As reported by nj.com, Mayor Dana Redd announced the city of Camden will lay off its entire police force in order to make way for a county-wide police department. Camden’s 270 police officers could receive their layoff notices by the end of the year. According to officials, the county police force would include a new Camden Metro Police Division, with 400 officers. Current plans would permit no more than half of the city’s 270 officers to be hired for the new division.
“I commend the mayor for taking a bold step toward improving public safety with a Camden County police force,” said Camden County Freeholder Director Louis Cappelli. “This may be the boldest action ever taken by a mayor of Camden in order to protect the residents of the city.” According to Cappelli, Camden is the only municipality to show interest in joining a county-wide police department as soon as possible. He stated others have “expressed interest,” but added he could not say which municipalities were interested.
The cost of policing Camden currently stands at approximately $60 million for the year. Camden County officials are expected to make an announcement regarding the hiring of county-wide police officers late next week. Field training for the officers will begin soon after that. Under the plan, current Camden Police Chief Scott Thompson would be placed in command of the metro division.
Police union leaders, on the other hand, are lambasting the plan, arguing it will eliminate seasoned officers and replace them with new recruits, putting residents at risk. John Williamson, president of the Fraternal Order of Police in Camden, which represents 230 of the city’s police officers, said the union is exploring all options in order to fight the layoff plan.

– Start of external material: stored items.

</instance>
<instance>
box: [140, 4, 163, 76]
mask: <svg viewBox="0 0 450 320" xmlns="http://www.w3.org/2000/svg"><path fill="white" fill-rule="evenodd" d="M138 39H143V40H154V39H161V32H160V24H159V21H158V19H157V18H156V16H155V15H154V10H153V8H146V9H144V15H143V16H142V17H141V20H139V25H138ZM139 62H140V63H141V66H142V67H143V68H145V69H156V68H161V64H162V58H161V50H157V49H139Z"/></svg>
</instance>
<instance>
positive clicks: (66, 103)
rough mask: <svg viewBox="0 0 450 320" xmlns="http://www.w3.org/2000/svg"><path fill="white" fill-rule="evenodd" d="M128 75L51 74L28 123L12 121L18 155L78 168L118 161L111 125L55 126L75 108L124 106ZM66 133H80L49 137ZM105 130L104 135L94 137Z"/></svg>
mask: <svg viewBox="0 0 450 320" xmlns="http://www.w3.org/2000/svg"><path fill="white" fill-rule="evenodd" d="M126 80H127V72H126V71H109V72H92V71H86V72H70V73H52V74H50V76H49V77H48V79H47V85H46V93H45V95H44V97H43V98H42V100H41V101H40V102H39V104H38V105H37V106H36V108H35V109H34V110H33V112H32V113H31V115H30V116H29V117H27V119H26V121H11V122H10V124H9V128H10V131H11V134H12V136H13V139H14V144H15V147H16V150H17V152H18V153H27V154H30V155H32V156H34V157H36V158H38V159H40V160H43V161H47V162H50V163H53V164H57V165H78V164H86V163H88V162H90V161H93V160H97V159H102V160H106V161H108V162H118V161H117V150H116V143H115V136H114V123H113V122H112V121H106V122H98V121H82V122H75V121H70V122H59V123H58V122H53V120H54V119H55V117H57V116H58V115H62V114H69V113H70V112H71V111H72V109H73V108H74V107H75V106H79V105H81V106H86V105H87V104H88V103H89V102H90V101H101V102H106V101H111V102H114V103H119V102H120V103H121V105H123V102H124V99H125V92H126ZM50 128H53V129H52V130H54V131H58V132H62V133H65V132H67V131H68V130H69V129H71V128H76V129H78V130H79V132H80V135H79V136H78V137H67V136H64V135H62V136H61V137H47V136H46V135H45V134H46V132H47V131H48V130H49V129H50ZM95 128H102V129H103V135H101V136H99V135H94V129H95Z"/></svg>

“It’s a sad day that we have to go through this again,” said Williamson. “We’re not going to just sit back while this happens; we’re looking at all legal options.” To Williamson, a new county-wide department would mean officers who are unfamiliar with the city, its culture, and its people. He added the move could jeopardize response times and community outreach.
“They’re talking about getting rid of a 141 year old agency for a brand new, unproved entity,” he said. “What they’re essentially doing is running an experiment with public safety, and they’re experimenting with people’s lives.”